What license is this library made available under?

This software is licensed under the Apache Software License 2.0. A file named LICENSE.txt should have been included with the software.

What format is my data stored in?

Data is stored using either Avro, for record-oriented storage, or Parquet, for column-oriented storage.

Avro files are snappy-compressed and encoded using Avro’s binary encoder, according to Avro’s object container file spec. Avro meets the criteria for sane storage and operation of data. Specifically, Avro:

  • has a binary representation that is compact.
  • is language agnostic.
  • supports compression of data.
  • is splittable by MapReduce jobs, including when compressed.
  • is self-describing.
  • is fast to serialize/deserialize.
  • is well-supported within the Hadoop ecosystem.
  • is open source under a permissive license.

Parquet files are also compressed, binary-encoded files for efficient column-oriented data patterns, defined by the parquet file specification.

Why not store data as protocol buffers?

Protos do not define a standard for storing a set of protocol buffer encoded records in a file that supports compression and is also splittable by MapReduce.

Why not store data as thrift?

See Why not protocol buffers?

Why not store data as Java serialization?

See https://github.com/eishay/jvm-serializers/wiki. In other words, because it’s terrible.

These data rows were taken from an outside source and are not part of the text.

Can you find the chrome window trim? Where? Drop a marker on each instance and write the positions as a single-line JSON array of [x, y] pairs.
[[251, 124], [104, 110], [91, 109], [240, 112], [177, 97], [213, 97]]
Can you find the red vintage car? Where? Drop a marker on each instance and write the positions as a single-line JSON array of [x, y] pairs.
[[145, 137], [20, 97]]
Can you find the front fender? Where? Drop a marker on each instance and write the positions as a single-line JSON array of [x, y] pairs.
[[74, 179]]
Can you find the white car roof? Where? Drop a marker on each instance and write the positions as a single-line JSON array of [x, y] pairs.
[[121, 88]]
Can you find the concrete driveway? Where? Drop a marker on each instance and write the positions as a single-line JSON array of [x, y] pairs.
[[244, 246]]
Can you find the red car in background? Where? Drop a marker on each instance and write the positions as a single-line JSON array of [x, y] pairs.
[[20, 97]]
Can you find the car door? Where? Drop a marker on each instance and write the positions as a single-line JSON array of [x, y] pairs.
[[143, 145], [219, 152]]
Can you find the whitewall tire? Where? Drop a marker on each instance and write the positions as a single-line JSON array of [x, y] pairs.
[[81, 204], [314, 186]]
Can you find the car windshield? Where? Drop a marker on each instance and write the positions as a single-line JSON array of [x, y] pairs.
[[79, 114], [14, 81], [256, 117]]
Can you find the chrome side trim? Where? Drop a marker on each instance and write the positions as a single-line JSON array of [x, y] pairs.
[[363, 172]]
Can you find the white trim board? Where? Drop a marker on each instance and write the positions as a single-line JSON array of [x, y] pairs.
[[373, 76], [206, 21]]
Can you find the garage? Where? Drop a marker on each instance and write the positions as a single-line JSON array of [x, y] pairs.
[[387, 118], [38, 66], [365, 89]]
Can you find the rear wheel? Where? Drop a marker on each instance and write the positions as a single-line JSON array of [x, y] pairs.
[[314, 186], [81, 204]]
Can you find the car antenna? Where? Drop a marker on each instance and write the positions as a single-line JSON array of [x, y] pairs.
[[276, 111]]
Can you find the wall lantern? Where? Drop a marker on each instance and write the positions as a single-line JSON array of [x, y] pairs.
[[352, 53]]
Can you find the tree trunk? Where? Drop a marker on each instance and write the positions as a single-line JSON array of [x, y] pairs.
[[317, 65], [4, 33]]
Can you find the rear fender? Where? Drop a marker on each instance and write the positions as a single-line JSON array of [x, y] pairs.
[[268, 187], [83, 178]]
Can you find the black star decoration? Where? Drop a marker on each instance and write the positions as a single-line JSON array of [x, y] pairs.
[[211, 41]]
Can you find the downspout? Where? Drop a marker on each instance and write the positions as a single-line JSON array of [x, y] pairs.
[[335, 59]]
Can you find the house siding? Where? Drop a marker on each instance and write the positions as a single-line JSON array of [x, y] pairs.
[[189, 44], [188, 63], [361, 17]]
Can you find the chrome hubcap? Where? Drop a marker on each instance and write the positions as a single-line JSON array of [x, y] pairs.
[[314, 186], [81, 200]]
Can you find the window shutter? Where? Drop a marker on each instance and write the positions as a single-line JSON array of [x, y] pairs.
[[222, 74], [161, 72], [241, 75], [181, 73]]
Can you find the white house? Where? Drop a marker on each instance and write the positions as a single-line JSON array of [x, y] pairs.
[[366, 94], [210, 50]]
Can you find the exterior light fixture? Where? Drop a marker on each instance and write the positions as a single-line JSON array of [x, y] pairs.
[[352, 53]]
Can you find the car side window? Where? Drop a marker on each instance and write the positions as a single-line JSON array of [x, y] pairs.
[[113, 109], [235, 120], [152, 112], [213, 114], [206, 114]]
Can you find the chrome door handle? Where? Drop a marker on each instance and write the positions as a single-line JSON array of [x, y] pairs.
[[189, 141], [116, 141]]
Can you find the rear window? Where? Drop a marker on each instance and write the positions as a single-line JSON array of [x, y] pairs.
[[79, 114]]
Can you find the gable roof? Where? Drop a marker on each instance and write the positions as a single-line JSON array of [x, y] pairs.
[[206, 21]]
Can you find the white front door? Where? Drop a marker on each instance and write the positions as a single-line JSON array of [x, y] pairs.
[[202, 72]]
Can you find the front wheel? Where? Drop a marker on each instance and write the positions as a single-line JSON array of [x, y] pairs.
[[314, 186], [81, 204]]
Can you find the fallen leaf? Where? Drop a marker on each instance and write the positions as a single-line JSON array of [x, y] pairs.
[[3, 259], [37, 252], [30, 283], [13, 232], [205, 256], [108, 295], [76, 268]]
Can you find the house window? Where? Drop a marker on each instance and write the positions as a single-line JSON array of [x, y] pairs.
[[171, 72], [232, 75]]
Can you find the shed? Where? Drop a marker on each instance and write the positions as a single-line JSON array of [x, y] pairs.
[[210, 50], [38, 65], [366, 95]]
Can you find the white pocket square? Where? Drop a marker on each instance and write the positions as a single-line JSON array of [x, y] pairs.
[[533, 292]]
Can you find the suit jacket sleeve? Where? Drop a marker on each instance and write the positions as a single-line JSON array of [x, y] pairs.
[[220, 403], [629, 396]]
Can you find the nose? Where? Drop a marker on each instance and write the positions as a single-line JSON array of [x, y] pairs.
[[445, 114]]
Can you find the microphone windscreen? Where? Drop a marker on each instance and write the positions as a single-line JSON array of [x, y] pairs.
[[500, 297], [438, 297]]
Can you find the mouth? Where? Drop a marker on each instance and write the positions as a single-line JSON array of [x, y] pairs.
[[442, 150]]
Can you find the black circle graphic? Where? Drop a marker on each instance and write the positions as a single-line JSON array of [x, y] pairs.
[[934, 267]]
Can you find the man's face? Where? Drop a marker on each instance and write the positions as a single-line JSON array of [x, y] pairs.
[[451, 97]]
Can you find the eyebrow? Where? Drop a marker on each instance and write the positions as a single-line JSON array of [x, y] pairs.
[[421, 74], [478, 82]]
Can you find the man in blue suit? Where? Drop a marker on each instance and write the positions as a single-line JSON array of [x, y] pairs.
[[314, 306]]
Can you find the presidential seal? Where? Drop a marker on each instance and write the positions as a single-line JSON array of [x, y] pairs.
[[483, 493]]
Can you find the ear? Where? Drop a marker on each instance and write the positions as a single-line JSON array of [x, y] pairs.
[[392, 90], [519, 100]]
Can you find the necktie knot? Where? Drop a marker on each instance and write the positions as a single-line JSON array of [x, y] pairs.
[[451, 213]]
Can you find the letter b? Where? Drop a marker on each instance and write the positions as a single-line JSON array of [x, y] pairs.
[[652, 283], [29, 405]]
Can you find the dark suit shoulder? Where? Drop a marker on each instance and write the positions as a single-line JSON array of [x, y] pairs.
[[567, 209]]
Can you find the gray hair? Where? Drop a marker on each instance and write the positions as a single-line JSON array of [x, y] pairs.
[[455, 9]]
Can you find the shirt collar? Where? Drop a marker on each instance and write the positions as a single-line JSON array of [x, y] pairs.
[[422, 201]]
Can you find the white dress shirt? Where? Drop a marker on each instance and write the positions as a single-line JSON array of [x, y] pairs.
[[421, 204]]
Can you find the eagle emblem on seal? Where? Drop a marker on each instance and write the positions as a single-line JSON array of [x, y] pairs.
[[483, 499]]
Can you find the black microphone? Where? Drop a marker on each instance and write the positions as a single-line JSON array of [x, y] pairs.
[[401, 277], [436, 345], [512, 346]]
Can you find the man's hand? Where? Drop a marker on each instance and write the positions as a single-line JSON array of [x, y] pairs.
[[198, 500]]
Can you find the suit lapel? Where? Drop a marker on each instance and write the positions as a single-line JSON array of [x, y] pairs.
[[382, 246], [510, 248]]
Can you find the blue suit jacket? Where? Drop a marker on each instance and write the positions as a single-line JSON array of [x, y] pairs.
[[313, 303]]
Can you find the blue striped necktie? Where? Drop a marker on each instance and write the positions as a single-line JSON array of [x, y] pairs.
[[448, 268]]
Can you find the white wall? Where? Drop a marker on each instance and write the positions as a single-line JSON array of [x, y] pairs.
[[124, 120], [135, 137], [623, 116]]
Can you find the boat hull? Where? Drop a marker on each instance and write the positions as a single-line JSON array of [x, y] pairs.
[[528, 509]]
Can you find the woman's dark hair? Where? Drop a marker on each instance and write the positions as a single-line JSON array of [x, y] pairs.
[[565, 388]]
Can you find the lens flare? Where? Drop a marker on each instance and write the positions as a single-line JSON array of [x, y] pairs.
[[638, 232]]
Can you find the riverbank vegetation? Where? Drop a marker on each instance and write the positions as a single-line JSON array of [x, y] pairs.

Can I contribute code/docs/examples?

Absolutely! To get started, you’re encouraged to read How to Contribute. In short, you must:

  • Be able to (legally) complete, sign, and return a contributor license agreement.
  • Follow the existing style and standards.

What happened to CDK?

CDK has been renamed to Kite, this project. The main goal of Kite is to increase the accessibility of Apache Hadoop as a platform. This isn’t specific to Cloudera, so we updated the name to correctly represent the project as an open, community-driven set of tools.